Alas, this wasn’t enough, because…
Say we have two trees on the same loop, Tree 1 and Tree 2. Their typemaps are:
Tree 1 Entry: X = Object Tree 1 Exit: X = String Tree 2 Entry: X = String Tree 2 Exit: X = String
In this situation, Tree 1‘s exit is linked to Tree 2‘s entry. Later, a new global appears, Y. We execute Tree 2 with X = String and Y = Object. Then we execute Tree 1 with X = Object and Y = String. Because of lazy specialization, the typemaps now look like this:
Tree 1 Entry: X = Object, Y = String Tree 1 Exit: X = String Tree 2 Entry: X = String, Y = Object Tree 2 Exit: X = String
This is problematic, because Tree 1 is still connected to Tree 2, but their typemaps are incompatible! If we run Tree 1, Y will be unboxed as a String and reboxed as an Object, without the underlying type actually changing. The solution to Problem #1 doesn’t fix this.
Linked trees should never have incompatible typemaps. What counts as a linked tree? Any two trees that are connected via a nested call (nested loops), or any two trees that are connected via type instability (multitrees), are “friendly.”

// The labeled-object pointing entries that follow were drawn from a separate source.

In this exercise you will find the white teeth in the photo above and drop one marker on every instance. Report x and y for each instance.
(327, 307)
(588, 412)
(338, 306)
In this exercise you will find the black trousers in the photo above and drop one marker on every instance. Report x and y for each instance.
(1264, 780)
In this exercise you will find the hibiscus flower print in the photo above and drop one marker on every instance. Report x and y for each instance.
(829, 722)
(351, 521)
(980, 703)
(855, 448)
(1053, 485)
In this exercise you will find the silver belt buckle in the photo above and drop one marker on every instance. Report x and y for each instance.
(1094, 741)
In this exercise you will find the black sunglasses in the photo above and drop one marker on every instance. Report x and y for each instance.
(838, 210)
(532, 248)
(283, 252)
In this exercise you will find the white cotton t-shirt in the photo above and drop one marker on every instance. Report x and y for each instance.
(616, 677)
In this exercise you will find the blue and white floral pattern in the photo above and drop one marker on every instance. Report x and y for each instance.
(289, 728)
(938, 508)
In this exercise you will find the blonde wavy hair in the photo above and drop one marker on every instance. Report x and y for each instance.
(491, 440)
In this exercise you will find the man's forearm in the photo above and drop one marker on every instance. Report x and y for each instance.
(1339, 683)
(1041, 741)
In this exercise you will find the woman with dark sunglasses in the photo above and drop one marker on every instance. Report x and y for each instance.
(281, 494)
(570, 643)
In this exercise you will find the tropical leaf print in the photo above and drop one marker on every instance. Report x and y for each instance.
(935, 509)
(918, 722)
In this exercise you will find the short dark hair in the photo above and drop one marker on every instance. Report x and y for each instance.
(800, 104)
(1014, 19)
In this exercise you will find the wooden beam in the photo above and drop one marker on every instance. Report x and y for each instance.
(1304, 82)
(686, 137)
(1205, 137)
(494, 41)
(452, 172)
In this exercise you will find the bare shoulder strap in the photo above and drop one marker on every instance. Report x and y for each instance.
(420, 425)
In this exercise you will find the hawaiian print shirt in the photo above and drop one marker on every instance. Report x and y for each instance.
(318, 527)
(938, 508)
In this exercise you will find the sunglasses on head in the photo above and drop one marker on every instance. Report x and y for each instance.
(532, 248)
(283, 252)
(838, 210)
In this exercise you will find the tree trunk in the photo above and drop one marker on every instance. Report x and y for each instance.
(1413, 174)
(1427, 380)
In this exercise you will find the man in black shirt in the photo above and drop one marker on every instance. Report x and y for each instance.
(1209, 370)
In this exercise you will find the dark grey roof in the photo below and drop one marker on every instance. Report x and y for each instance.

LazilySpecialize(Tree): AddMissingGlobalTypes(Tree) FOREACH Tree IN FriendlyTrees IF MissingGlobals(Tree) LazilySpecialize(Tree)
Now when a tree exits, it suffices to use only the exit typemap and the typemap of the innermost entry (that is, the tree the exit immediately came from). This neatly solves Problem #1. If any one tree gets a new global, the entire graph of connected trees is updated, solving Problem #2.
This is probably one of the more difficult TraceMonkey bugs I’ve had to reason through. Nested trees always seems to complicate how you reason about tracing, and in this case it ended up not mattering. And though the problems are conceptually disjoint, they also feed into each other: fixing only #1 led to #2 breaking.